Professor Nestor Davidson wrote an article for Law360 about a major settlement two counties reached with drug companies and how it will serve as a model for thousands of other pending opioid cases being brought by local governments.
On Oct. 21, two Ohio counties reached a $260 million settlement with four drug companies, just before opening arguments were scheduled to begin in the federal opioid multidistrict litigation in the U.S. District Court for the Northern District of Ohio. The deal can serve as a model for the literally thousands of cases from cities, counties, Native American tribes and others yet to be resolved.
However, while local governments have been seeking to hold drug companies responsible for the billions of dollars the opioid crisis has cost in providing care and treatment across emergency rooms, police departments and local social service agencies, they have also had to fight a rear-guard action against the state of Ohio to defend their right to be at the litigation table in the first place.

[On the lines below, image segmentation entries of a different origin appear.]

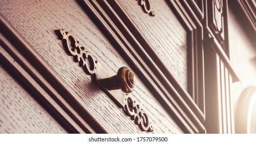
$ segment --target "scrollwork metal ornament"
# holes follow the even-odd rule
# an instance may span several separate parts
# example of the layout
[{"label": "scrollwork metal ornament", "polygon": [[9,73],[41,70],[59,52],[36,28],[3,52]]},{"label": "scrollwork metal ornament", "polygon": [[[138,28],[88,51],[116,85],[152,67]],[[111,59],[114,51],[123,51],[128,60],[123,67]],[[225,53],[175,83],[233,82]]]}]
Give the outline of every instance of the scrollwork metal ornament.
[{"label": "scrollwork metal ornament", "polygon": [[141,109],[140,105],[136,104],[129,95],[127,95],[125,100],[126,103],[124,108],[126,114],[131,117],[135,121],[135,123],[139,125],[143,131],[153,131],[154,129],[148,121],[148,117],[146,112]]},{"label": "scrollwork metal ornament", "polygon": [[[59,29],[59,32],[66,52],[73,57],[74,61],[79,63],[87,74],[94,76],[99,85],[114,99],[117,105],[123,108],[125,113],[135,121],[135,123],[139,125],[142,130],[153,131],[154,129],[149,122],[145,111],[141,109],[140,105],[136,104],[129,95],[126,94],[131,93],[135,86],[135,76],[131,71],[123,67],[118,70],[116,76],[110,77],[104,67],[94,60],[92,53],[80,46],[72,32],[65,32],[63,29]],[[117,83],[113,84],[111,83],[112,82]],[[112,87],[115,85],[118,86]],[[121,89],[117,89],[118,87]]]},{"label": "scrollwork metal ornament", "polygon": [[90,52],[86,50],[84,47],[80,47],[72,32],[66,32],[60,29],[59,31],[62,35],[62,40],[64,41],[66,51],[71,56],[73,56],[75,62],[79,62],[79,66],[83,67],[87,74],[95,73],[96,61]]},{"label": "scrollwork metal ornament", "polygon": [[145,13],[149,13],[150,16],[155,16],[154,11],[151,7],[148,0],[136,0],[136,1],[138,1],[139,5],[141,6]]}]

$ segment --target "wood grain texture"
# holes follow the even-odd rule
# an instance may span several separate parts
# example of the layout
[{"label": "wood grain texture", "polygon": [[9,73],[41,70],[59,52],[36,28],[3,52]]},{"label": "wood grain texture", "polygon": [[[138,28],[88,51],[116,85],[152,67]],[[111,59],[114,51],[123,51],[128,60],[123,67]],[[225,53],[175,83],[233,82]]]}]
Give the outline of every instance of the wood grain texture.
[{"label": "wood grain texture", "polygon": [[[142,133],[134,121],[99,89],[92,77],[87,75],[72,57],[67,55],[61,41],[54,33],[54,30],[59,28],[72,31],[81,46],[91,52],[111,75],[115,75],[120,67],[127,65],[75,1],[13,1],[1,3],[1,14],[29,42],[39,57],[74,96],[81,100],[109,132]],[[138,78],[132,95],[147,112],[149,120],[155,128],[153,133],[182,133],[167,112],[149,93],[146,84],[141,83]]]},{"label": "wood grain texture", "polygon": [[156,16],[133,1],[119,2],[182,86],[187,89],[187,33],[164,1],[149,1]]},{"label": "wood grain texture", "polygon": [[0,133],[66,133],[0,66]]}]

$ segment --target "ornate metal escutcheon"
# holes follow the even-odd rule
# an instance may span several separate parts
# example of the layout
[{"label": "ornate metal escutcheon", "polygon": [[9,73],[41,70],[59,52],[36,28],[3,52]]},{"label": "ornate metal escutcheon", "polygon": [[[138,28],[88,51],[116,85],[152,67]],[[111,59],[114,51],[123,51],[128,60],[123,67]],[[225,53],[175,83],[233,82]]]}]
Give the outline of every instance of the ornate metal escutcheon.
[{"label": "ornate metal escutcheon", "polygon": [[128,94],[134,87],[134,74],[127,67],[123,67],[119,69],[116,75],[111,77],[104,67],[94,60],[92,53],[80,46],[71,32],[65,32],[63,29],[60,29],[59,32],[66,52],[73,57],[75,61],[79,63],[88,75],[94,77],[105,93],[134,120],[142,130],[153,131],[154,128],[149,122],[146,112],[141,109],[140,105],[135,104],[135,101]]},{"label": "ornate metal escutcheon", "polygon": [[151,7],[149,0],[136,0],[136,1],[138,1],[139,5],[141,6],[145,13],[149,13],[150,16],[155,16],[154,11]]}]

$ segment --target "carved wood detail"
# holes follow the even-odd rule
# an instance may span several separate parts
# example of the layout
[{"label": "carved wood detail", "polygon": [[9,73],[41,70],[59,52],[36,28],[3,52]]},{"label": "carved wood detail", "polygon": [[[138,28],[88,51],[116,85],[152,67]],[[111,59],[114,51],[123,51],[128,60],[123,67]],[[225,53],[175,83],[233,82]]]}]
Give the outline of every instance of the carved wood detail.
[{"label": "carved wood detail", "polygon": [[[73,56],[75,61],[79,63],[79,66],[83,68],[87,74],[90,75],[95,74],[96,75],[95,77],[96,78],[97,82],[99,83],[105,91],[108,91],[107,94],[109,95],[110,95],[111,98],[113,98],[115,99],[115,101],[118,102],[118,105],[121,106],[126,112],[126,114],[130,116],[132,120],[134,120],[135,123],[139,125],[142,131],[152,132],[154,129],[151,125],[151,123],[149,122],[147,114],[144,110],[141,109],[140,105],[135,104],[135,101],[132,100],[129,95],[125,98],[125,100],[126,102],[125,104],[124,104],[124,98],[125,97],[125,94],[124,93],[120,93],[120,91],[111,91],[112,89],[109,89],[109,88],[105,87],[104,86],[105,85],[101,84],[100,80],[103,80],[103,77],[108,77],[108,75],[104,74],[106,71],[104,70],[100,65],[97,64],[96,65],[98,62],[94,60],[94,58],[91,52],[87,51],[84,47],[80,47],[79,41],[76,41],[73,33],[70,31],[65,32],[63,29],[60,29],[59,31],[62,35],[61,39],[64,42],[64,47],[66,49],[67,53],[69,55]],[[96,69],[98,69],[98,69],[96,71]],[[100,74],[95,74],[96,71]],[[126,74],[126,73],[125,73],[125,74]],[[129,73],[130,74],[131,71],[130,71]],[[126,76],[125,77],[126,77],[127,76]],[[109,81],[109,82],[117,82],[117,81]],[[109,83],[107,84],[111,85],[112,84]],[[133,84],[135,84],[135,83]],[[120,97],[120,95],[125,96]]]}]

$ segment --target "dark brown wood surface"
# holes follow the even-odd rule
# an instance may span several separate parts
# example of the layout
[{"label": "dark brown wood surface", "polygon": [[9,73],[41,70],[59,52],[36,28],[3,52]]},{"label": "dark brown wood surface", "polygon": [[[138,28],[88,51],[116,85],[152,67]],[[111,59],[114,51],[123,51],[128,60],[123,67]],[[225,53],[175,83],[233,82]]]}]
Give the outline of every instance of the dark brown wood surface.
[{"label": "dark brown wood surface", "polygon": [[67,133],[2,65],[0,87],[0,133]]},{"label": "dark brown wood surface", "polygon": [[[72,31],[81,46],[91,52],[110,75],[115,75],[122,66],[129,67],[76,1],[13,1],[1,2],[1,14],[32,46],[39,58],[100,124],[110,133],[142,133],[134,121],[99,88],[92,77],[86,75],[73,58],[68,56],[55,33],[60,28]],[[180,41],[182,42],[183,39]],[[181,133],[146,85],[141,83],[139,77],[131,95],[148,113],[149,121],[155,128],[153,133]]]},{"label": "dark brown wood surface", "polygon": [[186,30],[165,1],[148,1],[153,17],[133,1],[119,2],[180,84],[187,89]]}]

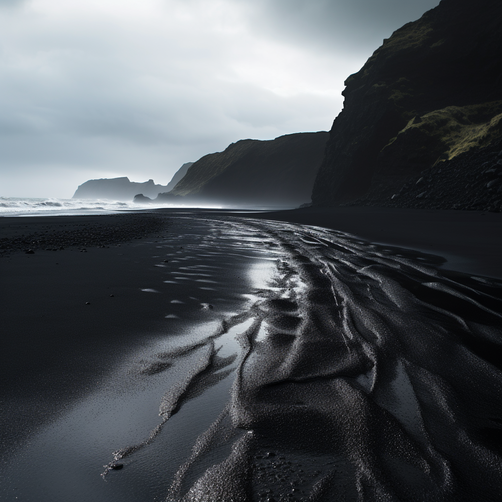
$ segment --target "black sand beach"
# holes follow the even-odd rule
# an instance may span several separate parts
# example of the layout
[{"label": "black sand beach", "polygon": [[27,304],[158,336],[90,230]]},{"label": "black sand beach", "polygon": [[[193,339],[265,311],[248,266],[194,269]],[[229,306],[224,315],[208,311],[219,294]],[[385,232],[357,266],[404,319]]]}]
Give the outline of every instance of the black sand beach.
[{"label": "black sand beach", "polygon": [[500,216],[2,218],[0,497],[496,500]]}]

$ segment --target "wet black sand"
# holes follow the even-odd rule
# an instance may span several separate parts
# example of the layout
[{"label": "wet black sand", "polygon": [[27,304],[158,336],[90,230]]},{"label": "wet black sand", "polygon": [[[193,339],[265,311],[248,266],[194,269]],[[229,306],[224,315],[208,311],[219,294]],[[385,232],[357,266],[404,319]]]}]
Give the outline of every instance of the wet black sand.
[{"label": "wet black sand", "polygon": [[499,215],[420,214],[3,219],[65,248],[0,260],[0,498],[497,499]]},{"label": "wet black sand", "polygon": [[502,214],[393,207],[305,208],[254,217],[339,230],[370,242],[447,258],[445,266],[502,279]]}]

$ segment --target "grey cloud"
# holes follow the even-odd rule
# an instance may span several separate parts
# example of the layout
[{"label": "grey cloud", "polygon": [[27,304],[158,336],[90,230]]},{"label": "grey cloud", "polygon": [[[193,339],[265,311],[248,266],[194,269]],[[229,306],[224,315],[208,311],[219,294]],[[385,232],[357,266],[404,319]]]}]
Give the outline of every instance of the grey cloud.
[{"label": "grey cloud", "polygon": [[260,8],[250,19],[256,29],[290,43],[315,45],[326,51],[333,50],[334,44],[341,45],[349,53],[376,49],[383,38],[439,3],[439,0],[253,1]]},{"label": "grey cloud", "polygon": [[[196,13],[212,2],[166,0],[162,15],[168,24],[171,11],[191,6]],[[67,19],[59,12],[27,14],[36,0],[6,10],[0,21],[0,195],[22,196],[16,179],[49,195],[56,175],[67,180],[66,196],[76,179],[80,184],[88,177],[153,178],[166,184],[184,163],[239,139],[329,129],[344,78],[382,38],[436,3],[229,0],[243,27],[234,33],[231,26],[218,30],[195,15],[193,26],[178,29],[154,18],[124,20],[112,11],[70,13]],[[15,4],[0,0],[0,6]],[[258,46],[272,59],[255,53]],[[273,59],[283,57],[282,48],[288,62]],[[294,67],[303,64],[301,56],[311,62],[312,78],[282,94],[274,90],[275,80],[296,84],[302,76]],[[239,73],[241,63],[249,78]],[[278,71],[284,74],[277,77]]]}]

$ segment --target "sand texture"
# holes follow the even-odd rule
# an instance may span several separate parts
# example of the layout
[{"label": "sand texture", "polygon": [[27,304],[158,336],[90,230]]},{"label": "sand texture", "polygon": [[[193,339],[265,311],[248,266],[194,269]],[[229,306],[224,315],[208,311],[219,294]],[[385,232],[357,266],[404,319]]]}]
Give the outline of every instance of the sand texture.
[{"label": "sand texture", "polygon": [[2,499],[497,499],[502,282],[359,235],[389,211],[158,211],[4,256]]}]

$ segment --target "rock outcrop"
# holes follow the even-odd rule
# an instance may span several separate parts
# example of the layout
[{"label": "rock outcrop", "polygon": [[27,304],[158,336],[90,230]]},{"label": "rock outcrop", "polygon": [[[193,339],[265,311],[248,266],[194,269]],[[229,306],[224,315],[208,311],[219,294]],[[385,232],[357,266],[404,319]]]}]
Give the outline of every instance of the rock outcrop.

Such efforts to suppress local legal action are likely to play out in other states as well.
Indeed, local governments defending their right to litigate on behalf of their communities have every reason to fear what states would do with any recovery from the opioid industry, given the experience of the tobacco settlement in 1998. States at the time promised to use a significant portion of their settlement funds — estimated at $246 billion over the first 25 years — to address the significant health problems caused by tobacco use in the United States.
But in the two decades since, states have spent just a small portion of the resulting funds on tobacco prevention and cessation programs. According to the Campaign for Tobacco Free Kids, in the current fiscal year, for example, “the states will collect $27.3 billion from the settlement and taxes. But they will spend just 2.4% of it — $655 million — on programs to prevent kids from smoking and help smokers quit.”